Get to the grocery store. Smile as John holds your hand and skips with joy into the market. Stand in the frozen food area looking for gluten free, dairy free, yeast free something to eat. Get a couple of Annie’s meals. Run into Mrs. Has-not-got-a-clue-what-your-life-is-like-but-thinks-she-does and strike up a conversation. Smile as she remarks that some days us busy Momma’s just have to pick up convenience foods and she tells you not to feel bad about buying frozen junk from time to time, after all, she is sure you have been busy helping John learn or whatever today. Resist the urge to tell her how many times you have hauled his butt home today, keep smiling, nod, say something nice about her son making all stars again this year.
Walk the store until a check out is open with no waiting. Toss two frozen boxes at cashier, toss a 10 at her and tell her the change is a tip, grab up meals and you run after John who has made it pass the automatic doors. Find John banging on the coke machine. Tell him you have no money for a coke, which is fact as your money is still inside with the cashier who is busy telling everyone she got a tip. Think in your head how you would like to give her a tip, a tip that vaccines damage brains. See example the running boy of Amory.
Remove John’s hands from the coke machine. March him back toward the car. Open car door, buckle him in. drive home. Smile a little evil smile at neighbor as you get out of your car. Pray that a frog jumps into her pitcher of sweet tea, no really do it. Smile as you picture what it would be like. Take John in, place meals in oven, turn it on and find John resting quietly on the couch. Fall madly in love with this child all over again, so you go to tousle his hair and snuggle by him. Notice how nice is it when he is still and quite and suddenly he vomits on you. That plastic hot dog paper, oh well at least it’s up.
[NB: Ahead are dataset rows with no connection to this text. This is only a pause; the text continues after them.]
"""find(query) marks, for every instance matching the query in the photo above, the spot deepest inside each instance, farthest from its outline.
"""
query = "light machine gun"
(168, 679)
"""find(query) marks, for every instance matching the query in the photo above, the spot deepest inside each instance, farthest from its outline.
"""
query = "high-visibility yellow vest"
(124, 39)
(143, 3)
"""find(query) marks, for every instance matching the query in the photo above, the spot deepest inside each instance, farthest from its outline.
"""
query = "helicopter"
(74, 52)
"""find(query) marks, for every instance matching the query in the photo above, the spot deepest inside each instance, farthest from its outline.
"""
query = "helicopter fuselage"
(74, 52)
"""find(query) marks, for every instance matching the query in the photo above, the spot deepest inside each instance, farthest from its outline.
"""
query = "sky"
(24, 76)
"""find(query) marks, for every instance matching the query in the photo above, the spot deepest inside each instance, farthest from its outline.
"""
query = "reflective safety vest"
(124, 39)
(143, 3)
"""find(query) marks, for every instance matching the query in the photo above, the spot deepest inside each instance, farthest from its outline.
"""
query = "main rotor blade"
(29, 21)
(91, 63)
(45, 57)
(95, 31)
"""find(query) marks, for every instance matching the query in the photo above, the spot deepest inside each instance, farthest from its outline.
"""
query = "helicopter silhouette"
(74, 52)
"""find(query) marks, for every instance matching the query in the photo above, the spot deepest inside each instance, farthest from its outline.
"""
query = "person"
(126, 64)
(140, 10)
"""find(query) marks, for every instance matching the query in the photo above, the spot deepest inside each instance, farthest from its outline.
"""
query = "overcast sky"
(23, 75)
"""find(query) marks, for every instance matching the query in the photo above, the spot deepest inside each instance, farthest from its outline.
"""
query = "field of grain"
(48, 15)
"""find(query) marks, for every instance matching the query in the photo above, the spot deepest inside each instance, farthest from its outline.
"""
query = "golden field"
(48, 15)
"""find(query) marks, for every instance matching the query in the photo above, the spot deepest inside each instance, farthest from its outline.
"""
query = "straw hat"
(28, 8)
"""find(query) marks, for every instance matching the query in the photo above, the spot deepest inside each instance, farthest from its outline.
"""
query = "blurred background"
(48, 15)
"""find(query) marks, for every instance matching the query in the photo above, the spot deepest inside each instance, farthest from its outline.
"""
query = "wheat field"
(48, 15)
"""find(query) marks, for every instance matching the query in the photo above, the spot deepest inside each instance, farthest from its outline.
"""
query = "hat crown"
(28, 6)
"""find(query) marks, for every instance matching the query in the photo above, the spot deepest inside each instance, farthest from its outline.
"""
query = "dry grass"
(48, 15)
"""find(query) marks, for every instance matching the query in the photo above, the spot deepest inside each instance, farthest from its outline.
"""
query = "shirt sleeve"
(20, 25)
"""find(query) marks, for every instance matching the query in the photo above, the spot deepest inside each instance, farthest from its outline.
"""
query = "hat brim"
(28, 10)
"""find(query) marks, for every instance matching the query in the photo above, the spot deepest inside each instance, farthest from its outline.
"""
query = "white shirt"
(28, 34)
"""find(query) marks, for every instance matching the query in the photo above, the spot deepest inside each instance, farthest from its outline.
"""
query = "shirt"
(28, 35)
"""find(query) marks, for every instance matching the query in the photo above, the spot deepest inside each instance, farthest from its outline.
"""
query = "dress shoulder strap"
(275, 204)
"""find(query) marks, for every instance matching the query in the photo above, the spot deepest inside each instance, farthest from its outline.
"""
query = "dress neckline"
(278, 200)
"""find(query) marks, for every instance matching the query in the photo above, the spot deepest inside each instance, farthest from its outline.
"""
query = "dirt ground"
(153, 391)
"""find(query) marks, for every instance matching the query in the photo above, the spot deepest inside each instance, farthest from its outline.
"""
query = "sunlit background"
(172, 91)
Answer ringing phone as you get towel to clean up John. Speak to spouse who wants to know what is for dinner. Tell them fried nerves and hang up. Wait for them to call back. They do not. Answer the front door. Find the smiling pizza boy standing there telling you there is no charge, someone named help for you called in a pizza and paid via credit card and ask for it to be delivered. Thank the pizza boy. Take the box to the table and find a gluten free cheese free pizza, smile, becuase no matter how bad it is, he gets it. Make a mental note to reward spouse the next time he is home.
Turn on the alarms on all doors and windows, sit on the couch with John and eat pizza, let Annie’s meal burn in the oven, don’t care. Wonder what else can be done with that left over rice. Smile and breath. Life is good. It’s now dark and you have made it another day, can anyone ask for more? No, I think not.